Building community resilience by training the trainers!

Our governments and combat agencies are giving us the message that when it comes to disasters and other challenges, they simply cannot be everywhere at every moment, so it is fundamental that we, as communities, build our own capacities.

Resilient Byron, with funding from the Northern Rivers Community Foundation, has offered the chance to do just that. We partnered with OzGreen to provide “Resilient Communities”, a series of free workshops that allowed communities to generate their own solutions to local and global concerns, focusing on seven key areas, which include climate change, fire and ecosystems, water, food, infrastructures and economy, and health resilience.

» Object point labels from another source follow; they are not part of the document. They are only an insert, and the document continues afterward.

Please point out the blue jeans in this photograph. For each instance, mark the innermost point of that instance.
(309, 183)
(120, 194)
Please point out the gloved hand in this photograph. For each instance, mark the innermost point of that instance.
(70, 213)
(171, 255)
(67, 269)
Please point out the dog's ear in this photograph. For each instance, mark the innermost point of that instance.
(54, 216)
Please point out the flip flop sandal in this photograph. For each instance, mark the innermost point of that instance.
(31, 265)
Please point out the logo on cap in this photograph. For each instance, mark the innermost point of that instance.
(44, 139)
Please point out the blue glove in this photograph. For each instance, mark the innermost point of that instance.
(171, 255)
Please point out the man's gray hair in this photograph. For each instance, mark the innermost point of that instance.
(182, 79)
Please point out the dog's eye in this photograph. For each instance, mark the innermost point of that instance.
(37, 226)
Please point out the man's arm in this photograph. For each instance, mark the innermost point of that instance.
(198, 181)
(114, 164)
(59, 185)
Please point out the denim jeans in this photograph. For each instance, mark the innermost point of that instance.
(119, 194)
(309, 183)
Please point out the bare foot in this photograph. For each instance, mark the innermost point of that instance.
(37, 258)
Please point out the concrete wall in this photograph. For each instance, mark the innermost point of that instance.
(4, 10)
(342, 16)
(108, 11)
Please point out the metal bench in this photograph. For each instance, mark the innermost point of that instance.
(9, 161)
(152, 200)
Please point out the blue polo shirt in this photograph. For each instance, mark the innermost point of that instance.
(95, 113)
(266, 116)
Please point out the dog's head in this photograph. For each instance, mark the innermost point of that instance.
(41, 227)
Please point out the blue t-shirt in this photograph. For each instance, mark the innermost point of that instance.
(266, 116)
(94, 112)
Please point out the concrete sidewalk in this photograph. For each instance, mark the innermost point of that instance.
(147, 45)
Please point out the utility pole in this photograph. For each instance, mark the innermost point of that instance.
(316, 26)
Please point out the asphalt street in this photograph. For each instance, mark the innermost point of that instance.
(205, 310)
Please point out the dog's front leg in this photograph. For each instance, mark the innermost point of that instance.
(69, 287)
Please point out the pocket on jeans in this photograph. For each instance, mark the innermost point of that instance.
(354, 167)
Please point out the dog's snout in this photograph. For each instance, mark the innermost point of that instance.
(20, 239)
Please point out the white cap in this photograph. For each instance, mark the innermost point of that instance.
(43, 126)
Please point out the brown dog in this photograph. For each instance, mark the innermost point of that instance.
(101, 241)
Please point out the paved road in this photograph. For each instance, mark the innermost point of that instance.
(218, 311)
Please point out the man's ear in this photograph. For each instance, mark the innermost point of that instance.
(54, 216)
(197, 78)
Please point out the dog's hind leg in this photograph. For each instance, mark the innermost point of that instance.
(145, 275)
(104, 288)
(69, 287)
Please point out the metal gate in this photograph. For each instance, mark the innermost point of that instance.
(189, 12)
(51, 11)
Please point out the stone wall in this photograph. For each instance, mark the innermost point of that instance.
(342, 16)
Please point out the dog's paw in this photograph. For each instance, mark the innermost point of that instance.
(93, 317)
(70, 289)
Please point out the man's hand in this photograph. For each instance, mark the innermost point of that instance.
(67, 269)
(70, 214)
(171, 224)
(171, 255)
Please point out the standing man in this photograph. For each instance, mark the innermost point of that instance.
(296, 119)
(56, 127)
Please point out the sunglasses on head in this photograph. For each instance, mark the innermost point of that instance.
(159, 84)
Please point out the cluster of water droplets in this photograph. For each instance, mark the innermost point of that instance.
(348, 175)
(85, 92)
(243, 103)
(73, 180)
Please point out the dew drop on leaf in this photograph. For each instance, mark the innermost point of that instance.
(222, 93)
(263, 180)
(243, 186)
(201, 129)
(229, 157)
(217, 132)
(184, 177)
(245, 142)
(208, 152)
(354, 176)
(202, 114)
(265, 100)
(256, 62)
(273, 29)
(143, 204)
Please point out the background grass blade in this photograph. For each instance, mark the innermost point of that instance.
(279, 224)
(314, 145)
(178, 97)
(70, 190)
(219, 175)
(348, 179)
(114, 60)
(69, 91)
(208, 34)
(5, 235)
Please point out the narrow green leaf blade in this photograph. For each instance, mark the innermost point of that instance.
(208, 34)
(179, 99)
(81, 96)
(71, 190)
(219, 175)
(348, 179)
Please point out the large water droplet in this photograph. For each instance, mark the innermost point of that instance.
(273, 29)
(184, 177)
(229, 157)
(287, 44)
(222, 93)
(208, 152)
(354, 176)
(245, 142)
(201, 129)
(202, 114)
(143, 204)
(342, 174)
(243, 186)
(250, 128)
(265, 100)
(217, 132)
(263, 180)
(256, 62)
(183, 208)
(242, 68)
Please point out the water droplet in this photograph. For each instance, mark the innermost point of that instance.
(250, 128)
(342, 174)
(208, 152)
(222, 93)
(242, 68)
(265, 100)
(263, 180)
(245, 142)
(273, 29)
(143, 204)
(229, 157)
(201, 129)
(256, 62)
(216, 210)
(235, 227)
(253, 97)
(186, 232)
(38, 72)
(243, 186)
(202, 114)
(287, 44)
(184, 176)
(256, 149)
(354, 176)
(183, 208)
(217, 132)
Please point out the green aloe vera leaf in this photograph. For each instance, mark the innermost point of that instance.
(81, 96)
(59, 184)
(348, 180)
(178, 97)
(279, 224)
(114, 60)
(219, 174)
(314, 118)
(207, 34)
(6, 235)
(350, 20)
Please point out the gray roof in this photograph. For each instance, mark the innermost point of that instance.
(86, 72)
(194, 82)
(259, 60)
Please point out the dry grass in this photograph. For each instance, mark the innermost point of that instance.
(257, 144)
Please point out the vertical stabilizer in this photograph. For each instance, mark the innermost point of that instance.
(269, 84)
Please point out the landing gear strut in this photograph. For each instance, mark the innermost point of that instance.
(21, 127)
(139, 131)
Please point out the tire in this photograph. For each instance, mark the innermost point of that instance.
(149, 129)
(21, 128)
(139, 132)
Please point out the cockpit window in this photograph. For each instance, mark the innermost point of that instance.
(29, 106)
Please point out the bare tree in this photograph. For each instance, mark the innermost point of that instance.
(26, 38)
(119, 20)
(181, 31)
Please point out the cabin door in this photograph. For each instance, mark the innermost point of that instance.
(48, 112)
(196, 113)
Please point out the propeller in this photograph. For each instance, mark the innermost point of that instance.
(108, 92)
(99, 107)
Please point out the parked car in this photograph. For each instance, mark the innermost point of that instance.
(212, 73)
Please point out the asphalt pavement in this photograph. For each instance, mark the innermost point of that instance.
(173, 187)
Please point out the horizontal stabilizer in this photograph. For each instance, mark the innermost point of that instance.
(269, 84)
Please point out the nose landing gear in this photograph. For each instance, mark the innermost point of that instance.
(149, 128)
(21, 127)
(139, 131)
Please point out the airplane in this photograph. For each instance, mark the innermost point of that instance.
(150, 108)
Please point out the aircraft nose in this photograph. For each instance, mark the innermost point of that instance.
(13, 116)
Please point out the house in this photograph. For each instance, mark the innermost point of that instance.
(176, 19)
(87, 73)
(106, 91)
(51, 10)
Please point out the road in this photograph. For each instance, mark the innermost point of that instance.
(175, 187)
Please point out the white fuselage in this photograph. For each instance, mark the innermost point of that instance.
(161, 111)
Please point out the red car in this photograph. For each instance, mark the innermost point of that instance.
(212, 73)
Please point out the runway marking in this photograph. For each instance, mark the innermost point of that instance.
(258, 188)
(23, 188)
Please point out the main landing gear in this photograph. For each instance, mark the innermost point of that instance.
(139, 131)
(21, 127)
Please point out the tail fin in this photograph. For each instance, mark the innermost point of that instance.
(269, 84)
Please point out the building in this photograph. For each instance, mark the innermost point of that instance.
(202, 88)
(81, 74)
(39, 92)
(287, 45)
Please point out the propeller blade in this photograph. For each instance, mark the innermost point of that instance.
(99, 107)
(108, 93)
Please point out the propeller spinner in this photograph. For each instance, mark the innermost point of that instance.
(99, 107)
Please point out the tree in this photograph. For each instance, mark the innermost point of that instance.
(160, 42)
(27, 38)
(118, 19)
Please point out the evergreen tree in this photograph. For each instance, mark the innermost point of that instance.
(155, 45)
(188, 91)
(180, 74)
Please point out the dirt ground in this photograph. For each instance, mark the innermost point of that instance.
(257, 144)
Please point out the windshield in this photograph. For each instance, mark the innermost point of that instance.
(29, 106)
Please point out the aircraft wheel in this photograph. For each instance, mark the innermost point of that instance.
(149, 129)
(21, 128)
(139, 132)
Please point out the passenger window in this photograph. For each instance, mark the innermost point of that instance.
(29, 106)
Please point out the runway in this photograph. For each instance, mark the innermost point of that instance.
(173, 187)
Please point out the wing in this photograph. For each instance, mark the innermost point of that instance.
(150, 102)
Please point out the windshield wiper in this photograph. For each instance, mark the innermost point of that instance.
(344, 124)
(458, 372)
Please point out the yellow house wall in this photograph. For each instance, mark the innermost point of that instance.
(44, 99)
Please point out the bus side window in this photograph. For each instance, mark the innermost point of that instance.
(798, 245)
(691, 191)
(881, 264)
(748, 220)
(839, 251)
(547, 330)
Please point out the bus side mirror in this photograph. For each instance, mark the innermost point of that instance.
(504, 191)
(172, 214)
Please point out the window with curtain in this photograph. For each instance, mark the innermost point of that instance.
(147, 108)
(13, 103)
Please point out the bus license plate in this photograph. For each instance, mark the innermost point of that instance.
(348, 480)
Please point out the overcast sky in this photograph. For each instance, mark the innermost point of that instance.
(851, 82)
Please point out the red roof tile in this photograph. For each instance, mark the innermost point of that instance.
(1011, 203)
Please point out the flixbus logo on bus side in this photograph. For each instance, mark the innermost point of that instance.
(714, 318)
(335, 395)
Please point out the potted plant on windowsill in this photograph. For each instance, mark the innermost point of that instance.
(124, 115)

Resilient Communities is action-oriented. It uses OzGreen’s award-winning community engagement process to empower people to take personal and collective action to prevent, prepare for, respond to and recover from future disasters such as drought, bushfire, heatwave, flood, storm, community infrastructure damage and health emergencies.

As a result of the project…

we trained an average of 11 facilitators who then went on to run 32 workshops in their local areas over seven months. Workshops were provided in Byron Bay, Suffolk Park, Mullumbimby, Main Arm, Uki, Federal/Hinterland, Possum Creek and Lismore.

The project took place from May 2021 to early 2022 and 237 attendances to workshops have been recorded.

Participants to these workshops have undertaken the following actions:

o    Installed or upgraded infrastructure in homes and communities: 4 x water tanks installed, 5x new solar panels and 2x upgraded solar panels, 2x composting toilets, 2x buying electric cars, 10x planting vegetable gardens, 8x planting fire retardant and native trees on properties.

o    Prepared for natural disasters: 84x introduced to RFS Fire Plan, 59x introduced to SES storm and flood plan, 28x introduced to Red Cross Rediplan. 10x cleaned gutters, 8x pruned foliage around their houses to prepare for fire and flood disasters.

o    Created/deepened community networks - 4x neighbourhood WhatsApp groups established (Bangalow, Main Arm, Possum Creek and Suffolk Park), 3x neighbourhood community events hosted (Possum Creek bonfire, Possum Creek Christmas party, Bangalow Christmas party), creation of skills and assets registers and identification of vulnerable community members in progress for 3x neighbourhoods (Bangalow, Possum Creek and Main Arm), planning for disasters at a community level in progress in 4x neighbourhoods (Bangalow, Possum Creek, Main Arm and Suffolk Park).

o    Changed household practices: 32x stopped or reduced buying plastic packaging, 20x committed to using less water, 17x committed to using less electricity.

o    Changed consumption practices: 2x changed from a big bank to a local credit union, 3x changed to a green energy provider, 34x committed to shopping locally.

o    Lobbied all levels of government for change: 12x wrote letters to local MPs, 2x posed questions to Council candidates, etc. This program has given people the confidence and motivation to participate actively in the democratic process in order to make themselves and their communities, as well as their democracy, more resilient.

o    Researched and disseminated information: e.g. on local fire conditions, on best practices, on infrastructure - disseminated via newspaper articles and letters to the editor of The Echo (e.g. ‘Worried about the impact of fire on your community?’, 16/7/21; ‘Waste to Energy’, 27/10/21, ‘Water resilience’, 23/9/21). The Resilient Communities project has been the subject of six separate BayFM radio interviews with RB leaders and community facilitators on the EcoFutures program (9/6/2021, 16/6/2021, 28/7/2021, 16/9/2021, and two on 8/12/2021). Information has also been disseminated via community meetings/workshops, social gatherings, market stalls, etc.